Procedure to replicate the favored animal of science experiments is hailed as a boon to unlocking secrets of human ailments.

September 26, 2003|Rosie Mestel | Times Staff Writer

After years of frustrating failures, scientists have succeeded in cloning the laboratory rat, Rattus norvegicus.

The feat -- news of which was published online Thursday in the journal Science -- was hailed as a boon to medical research because the rat is the animal of choice for studying such human diseases as hypertension, obesity, diabetes, addiction and heart disease.

It also adds new glitz to the rat as a research tool. In labs, the rat has long been eclipsed by its more glamorous cousin, the mouse, which has been a powerhouse for genetics research for decades and has been cloned since 1998.

"This opens the door for us -- it is critical for moving the rat further along in medical research," said John Critser, chairman of veterinary pathobiology at the University of Missouri and director of the Rat Resource and Research Center.

The four new rat clones, two males and two females, have grown into fertile adults with no sign of abnormality or disease, said Alexandre Fraichard, chief executive of genOway, a French biotechnology company that produced them in collaboration with France's National Institute for Agricultural Research.

Ralph, the oldest of the four, will be a year old on Nov. 30, Fraichard said.

Cloning is a technique to create genetically identical copies of animals. It involves removing the genetic material from an egg, then replacing it with DNA from a nonreproductive cell. The egg is induced to divide into an embryo, and is inserted into a surrogate mother to develop into a baby animal.

Starting with the birth of Dolly the sheep in 1996, a variety of animals has been cloned, including mice, pigs, cows, a cat, a horse and a mule.

But each species has reproductive foibles that must be overcome -- and the cloning of some species, such as dogs and monkeys, has so far proved impossible.

Rats were especially tough because their eggs start to develop as soon as they're put in a dish -- before the technicians can perform their DNA-swapping task. As a result, embryos die while still tiny clusters of cells.

The French team overcame this barrier by adding a chemical inhibitor that temporarily blocked egg development, giving the technicians time to do their work.

"It was absolutely the right approach -- fabulous," said Dr. Philip Iannaccone, professor of pediatrics at Northwestern University's Feinberg School of Medicine in Chicago.

Iannaccone has been working on a similar inhibitor method. "We'll be very quickly attempting to reproduce what they did," he said.

The French scientists used fetal skin cells as a DNA source and conducted 876 procedures before producing Ralph and his three fellow clones (which have no names). Such low efficiency rates have been observed with every species thus far cloned, and are probably due to the fact that genes in skin and other nonreproductive cells are in a chemical state not tailor-made for growing an embryo.

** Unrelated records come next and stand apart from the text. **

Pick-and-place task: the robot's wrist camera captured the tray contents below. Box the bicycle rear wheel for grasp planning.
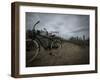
[51,39,62,49]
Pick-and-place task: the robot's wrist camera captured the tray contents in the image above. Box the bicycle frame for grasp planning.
[31,21,62,50]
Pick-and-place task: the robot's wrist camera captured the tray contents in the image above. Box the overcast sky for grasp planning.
[26,12,89,39]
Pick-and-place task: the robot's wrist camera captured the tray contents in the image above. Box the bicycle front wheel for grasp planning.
[26,40,40,64]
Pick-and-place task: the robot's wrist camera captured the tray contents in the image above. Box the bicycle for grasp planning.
[26,21,62,64]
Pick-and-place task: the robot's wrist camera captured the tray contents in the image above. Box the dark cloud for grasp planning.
[26,12,89,39]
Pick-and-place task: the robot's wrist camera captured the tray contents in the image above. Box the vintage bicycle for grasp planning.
[26,21,62,63]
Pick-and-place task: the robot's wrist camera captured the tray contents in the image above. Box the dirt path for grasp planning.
[26,42,89,67]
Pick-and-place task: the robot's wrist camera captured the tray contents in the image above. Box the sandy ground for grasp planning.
[26,42,89,67]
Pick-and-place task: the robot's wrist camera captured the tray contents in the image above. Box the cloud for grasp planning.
[26,12,89,39]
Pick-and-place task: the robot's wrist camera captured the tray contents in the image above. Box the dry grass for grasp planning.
[26,42,89,67]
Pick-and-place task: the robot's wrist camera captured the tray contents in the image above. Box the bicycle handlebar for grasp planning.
[33,20,40,31]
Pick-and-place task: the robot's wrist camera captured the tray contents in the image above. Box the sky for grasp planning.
[26,12,89,40]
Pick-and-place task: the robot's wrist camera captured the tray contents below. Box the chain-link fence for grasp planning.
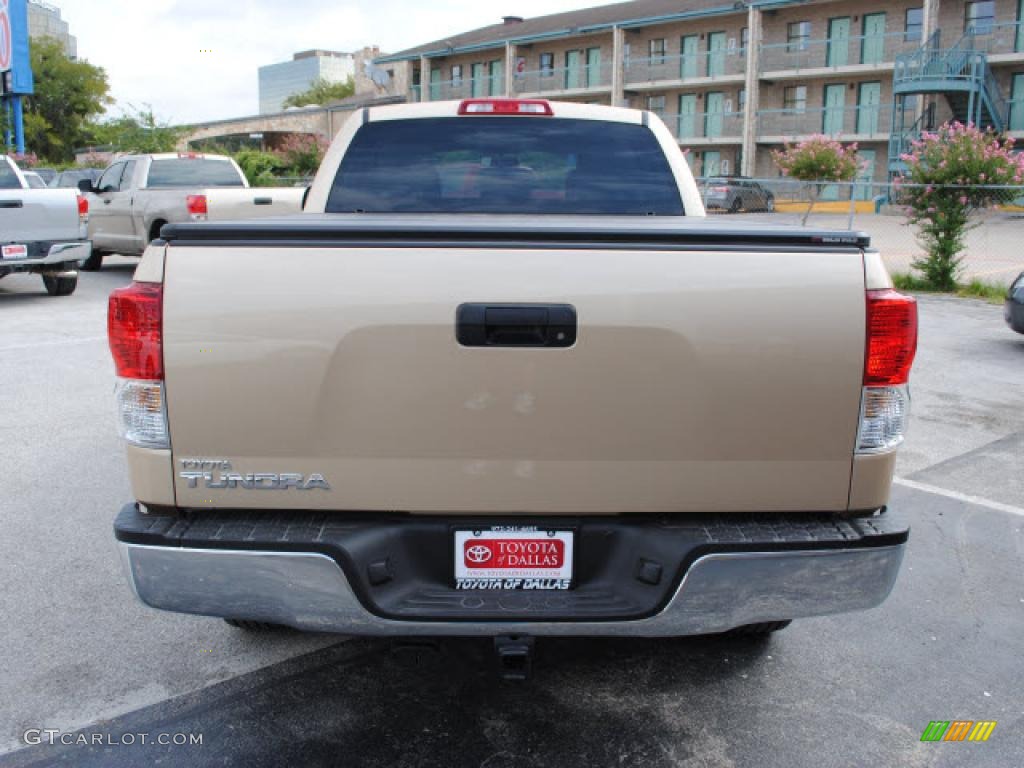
[695,177,1024,285]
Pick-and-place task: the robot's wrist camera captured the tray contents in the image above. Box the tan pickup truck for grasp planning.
[110,100,916,668]
[80,152,301,270]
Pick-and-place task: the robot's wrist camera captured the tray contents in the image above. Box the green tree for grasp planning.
[898,122,1024,290]
[23,36,112,161]
[772,136,861,225]
[282,77,355,108]
[87,105,184,154]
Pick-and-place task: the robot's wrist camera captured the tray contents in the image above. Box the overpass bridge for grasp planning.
[179,96,406,149]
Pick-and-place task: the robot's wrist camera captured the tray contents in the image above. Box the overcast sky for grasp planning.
[54,0,601,124]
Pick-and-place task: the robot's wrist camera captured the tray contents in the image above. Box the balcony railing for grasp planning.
[624,49,746,85]
[658,110,744,141]
[757,104,893,138]
[513,62,612,95]
[760,31,919,72]
[966,21,1024,56]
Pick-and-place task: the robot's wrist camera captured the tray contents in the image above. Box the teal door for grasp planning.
[429,68,441,100]
[707,32,726,77]
[861,13,886,65]
[680,35,699,79]
[678,93,697,138]
[586,47,602,87]
[705,91,724,137]
[823,83,846,134]
[1018,0,1024,52]
[703,150,722,177]
[489,60,503,96]
[565,50,581,89]
[857,81,881,134]
[827,17,851,67]
[471,63,485,97]
[1012,73,1024,130]
[854,149,876,201]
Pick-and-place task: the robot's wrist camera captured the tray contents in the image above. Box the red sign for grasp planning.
[0,0,11,72]
[463,538,565,569]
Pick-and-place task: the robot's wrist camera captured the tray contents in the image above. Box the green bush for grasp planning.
[233,150,285,187]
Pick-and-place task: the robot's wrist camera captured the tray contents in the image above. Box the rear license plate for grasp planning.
[454,528,574,590]
[1,244,27,260]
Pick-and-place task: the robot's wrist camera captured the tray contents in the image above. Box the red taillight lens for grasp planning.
[458,98,553,116]
[864,289,917,385]
[108,282,163,380]
[186,194,207,216]
[77,194,88,219]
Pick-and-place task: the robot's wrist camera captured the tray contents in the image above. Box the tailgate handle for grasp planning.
[456,303,576,348]
[0,200,23,208]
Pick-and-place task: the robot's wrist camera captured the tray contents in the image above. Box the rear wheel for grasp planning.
[765,197,775,213]
[729,197,742,213]
[42,272,78,296]
[725,620,791,636]
[80,251,103,271]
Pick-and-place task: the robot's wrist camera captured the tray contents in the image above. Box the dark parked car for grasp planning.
[1006,272,1024,334]
[50,168,102,188]
[33,167,57,185]
[702,177,775,213]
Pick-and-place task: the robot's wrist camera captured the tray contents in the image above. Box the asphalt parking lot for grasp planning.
[1,261,1022,767]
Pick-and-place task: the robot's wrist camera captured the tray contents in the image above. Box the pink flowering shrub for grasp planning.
[773,136,861,224]
[10,152,39,168]
[275,133,330,177]
[899,121,1024,289]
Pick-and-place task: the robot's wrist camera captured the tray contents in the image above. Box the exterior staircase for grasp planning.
[888,31,1008,173]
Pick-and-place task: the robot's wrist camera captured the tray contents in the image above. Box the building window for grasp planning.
[539,53,554,77]
[738,88,746,114]
[649,38,666,64]
[647,95,666,116]
[905,8,923,42]
[784,85,808,112]
[740,27,750,53]
[965,1,995,35]
[788,21,811,52]
[451,64,462,85]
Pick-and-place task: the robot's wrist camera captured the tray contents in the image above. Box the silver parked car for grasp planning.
[702,177,775,213]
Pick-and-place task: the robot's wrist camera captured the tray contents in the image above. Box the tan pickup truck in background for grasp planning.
[79,152,299,269]
[109,100,917,672]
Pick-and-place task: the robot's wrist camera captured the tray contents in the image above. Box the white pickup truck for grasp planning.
[111,100,916,674]
[0,155,90,296]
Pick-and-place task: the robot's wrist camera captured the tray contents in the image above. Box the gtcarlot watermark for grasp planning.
[24,729,202,747]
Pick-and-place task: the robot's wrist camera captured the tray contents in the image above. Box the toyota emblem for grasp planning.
[465,544,492,564]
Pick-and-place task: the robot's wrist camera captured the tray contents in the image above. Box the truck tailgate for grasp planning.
[0,189,82,244]
[163,238,866,514]
[204,187,305,220]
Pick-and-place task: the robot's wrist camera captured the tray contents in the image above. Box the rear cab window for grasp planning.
[0,157,22,189]
[327,117,684,215]
[145,157,245,188]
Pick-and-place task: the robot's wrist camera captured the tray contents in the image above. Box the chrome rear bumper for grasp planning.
[119,542,904,637]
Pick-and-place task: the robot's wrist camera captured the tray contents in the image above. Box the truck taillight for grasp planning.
[857,289,918,454]
[109,282,168,448]
[864,289,917,386]
[186,194,207,221]
[458,98,554,116]
[77,194,89,224]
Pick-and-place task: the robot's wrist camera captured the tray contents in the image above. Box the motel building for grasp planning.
[376,0,1024,191]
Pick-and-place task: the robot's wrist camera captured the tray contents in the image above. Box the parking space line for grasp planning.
[894,477,1024,517]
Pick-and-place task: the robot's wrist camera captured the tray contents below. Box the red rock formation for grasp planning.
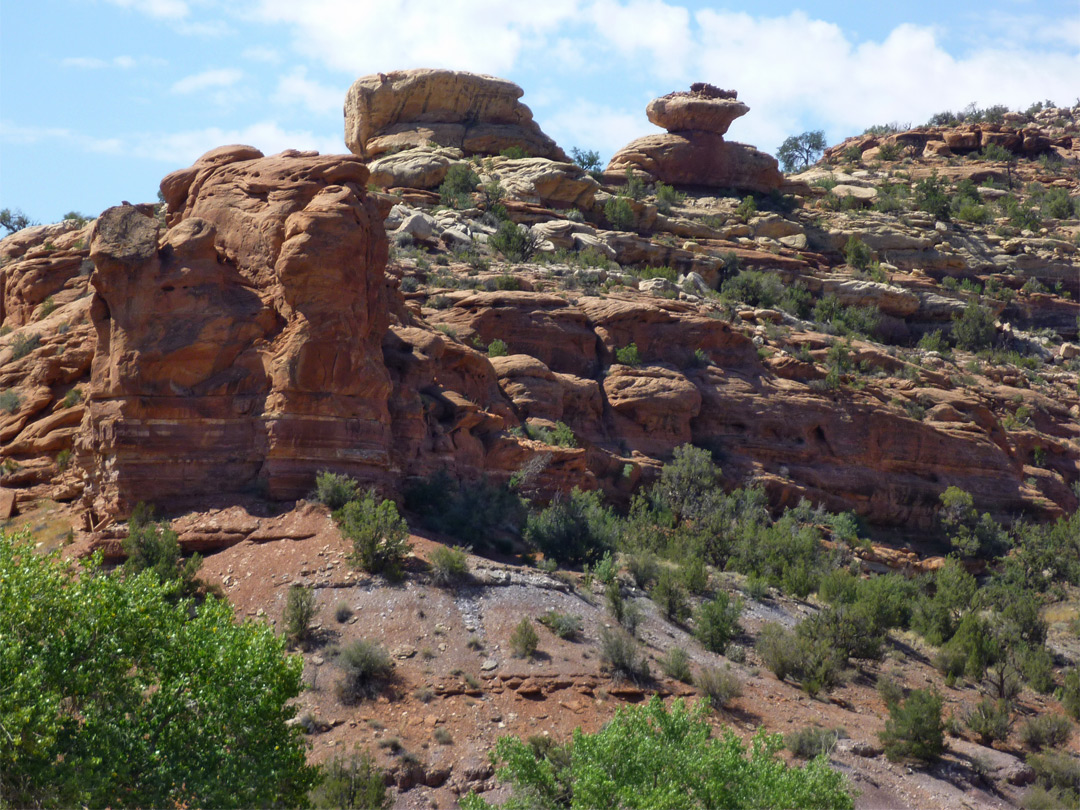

Scientists have long wanted to clone rats because they could then perform many experiments that can now be done only on mice.

Cloning will allow scientists to alter rat genes with precision. For instance, they will be able to remove genes to better understand their functions, or replace rat genes with human ones to create better models for studying human ailments.

Rats are more suitable for certain experiments than mice. They are easier to handle -- in having blood drawn, for example.

Also, their physiology is better understood and more similar to humans with respect to certain medical conditions.